Jeremy chats with Taylor Otwell about Laravel Vapor, a new service that lets you deploy your Laravel PHP applications to Amazon Web Services and run them using a fully managed suite of serverless components.

Posted by Kitty on 2019-07-30 16:21:18 in the Tek
Jeremy: Hi, everyone. I'm Jeremy Daly, and you're listening to Serverless Chats. This week, I'm chatting with Taylor Otwell. Hi, Taylor. Thanks for joining me.
Taylor: Thanks for having me.

Jeremy: So you are the creator of the Laravel Framework, which is a very popular framework for PHP. So why don't you tell the listeners a little bit about yourself and what Laravel is and what it does?

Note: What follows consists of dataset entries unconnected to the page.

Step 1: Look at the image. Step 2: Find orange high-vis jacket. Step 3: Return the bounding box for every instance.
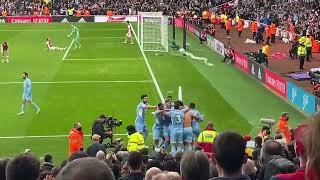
[265,26,271,37]
[107,10,113,17]
[202,11,209,19]
[270,23,276,35]
[68,128,84,156]
[251,21,258,32]
[276,118,291,144]
[2,10,7,17]
[43,7,49,15]
[76,10,82,16]
[237,19,244,31]
[84,10,90,16]
[226,19,232,30]
[210,14,216,24]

Taylor: Sure. So I started programming professionally in 2008 after I graduated college, and I was originally a .NET developer in the enterprise world and started tinkering around with PHP on the side in 2010, and sort of in the fall or winter of 2010, I wrote my own PHP framework, sort of inspired by a variety of things: inspired by Rails, inspired by my experience with ASP.NET MVC, inspired by Sinatra and Flask and all these other frameworks, and sort of put something out there in the PHP world that sort of riffed on all of those ideas and brought them together in sort of a really productive way, I thought. And so I put it out there in 2011 and you can think of it as sort of Ruby on Rails for PHP, mainly. So it has, you know, controllers and routes and a database ORM and queued jobs and all kinds of other stuff to let you build web applications in PHP in a very productive way.

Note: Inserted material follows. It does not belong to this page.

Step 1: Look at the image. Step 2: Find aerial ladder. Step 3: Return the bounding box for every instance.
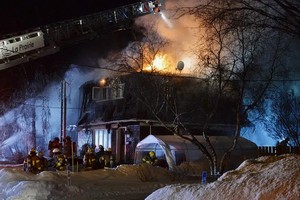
[0,1,161,71]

Jeremy: Awesome. So people are probably wondering why you're on a serverless podcast. But recently at Laracon, you just announced Laravel Vapor. So why don't you tell us about that?

Taylor: Yeah, so Vapor is something that I've been working on for about the last nine or 10 months, full-time, 40 hours a week. And it all started really over a year ago. I was just really inspired by sort of the serverless ecosystem, what people like Zeit were doing for JavaScript with their Zeit Now product and I really wanted something like that for PHP and something that could tell sort of the whole story for PHP, because there's a lot of moving parts that Laravel developers expect if they were to go on serverless like, you know, what do I do about my database migrations? What do I do about my queued jobs? And so I wanted to build a product around serverless that sort of made sense for Laravel developers and that they would understand, that would provide a really good experience for them.

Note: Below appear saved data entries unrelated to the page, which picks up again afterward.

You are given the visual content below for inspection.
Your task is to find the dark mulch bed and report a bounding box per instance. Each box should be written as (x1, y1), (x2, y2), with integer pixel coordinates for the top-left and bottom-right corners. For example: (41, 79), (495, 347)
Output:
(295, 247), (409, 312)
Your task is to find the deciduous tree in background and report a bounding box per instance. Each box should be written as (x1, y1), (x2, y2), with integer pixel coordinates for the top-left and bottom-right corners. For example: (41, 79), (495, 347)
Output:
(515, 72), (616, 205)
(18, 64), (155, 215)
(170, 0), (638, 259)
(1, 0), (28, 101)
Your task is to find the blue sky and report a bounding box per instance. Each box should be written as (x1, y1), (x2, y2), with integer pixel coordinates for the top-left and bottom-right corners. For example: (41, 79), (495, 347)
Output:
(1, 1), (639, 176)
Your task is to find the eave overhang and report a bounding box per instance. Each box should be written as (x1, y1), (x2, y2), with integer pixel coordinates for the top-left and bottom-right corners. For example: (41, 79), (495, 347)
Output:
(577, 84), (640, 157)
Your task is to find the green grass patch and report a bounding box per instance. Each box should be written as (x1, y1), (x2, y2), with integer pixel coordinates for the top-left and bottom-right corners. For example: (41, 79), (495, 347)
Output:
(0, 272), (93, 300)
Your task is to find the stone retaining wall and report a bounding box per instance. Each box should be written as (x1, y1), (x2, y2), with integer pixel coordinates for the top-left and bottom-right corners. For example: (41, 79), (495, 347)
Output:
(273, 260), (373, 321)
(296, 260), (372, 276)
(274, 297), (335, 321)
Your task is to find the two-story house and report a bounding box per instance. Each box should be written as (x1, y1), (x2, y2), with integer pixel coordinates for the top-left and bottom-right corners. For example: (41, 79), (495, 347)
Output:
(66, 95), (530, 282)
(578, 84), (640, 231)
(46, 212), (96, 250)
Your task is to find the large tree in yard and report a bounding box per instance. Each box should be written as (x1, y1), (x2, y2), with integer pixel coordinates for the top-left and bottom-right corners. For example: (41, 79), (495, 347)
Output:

Jeremy: So I want to jump into the details of Laravel Vapor. But let's start with some background on Laravel. So you said it was sort of this Ruby on Rails for PHP. So what types of applications do you see people building with Laravel now?

Taylor: Oh, gosh. I've seen everything from help desk, you know, accounting applications. I've seen, you know, all kinds of back-office applications, intranet applications. Of course, I've written Forge, a server management platform on Laravel. I have a zero downtime deployment platform on Laravel. So I've really seen such a variety - hotel room management platforms - almost anything you can think of really, I've seen on Laravel.

Jeremy: So is this something that anything you can build with the Laravel Framework now, you're going to be able to just do serverless-ly with Vapor?

Taylor: That's sort of the hope, you know, that your application will translate well and there's a few differences, you know, when you're operating in serverless, we can get into. But that was sort of the goal, though, is to make it so you can deploy on Vapor, and things sort of work as you would expect, and you could build your application as you're used to in a traditional server environment. You can just deploy it on vapor and sort of have the same experience. That was the end goal I was shooting for.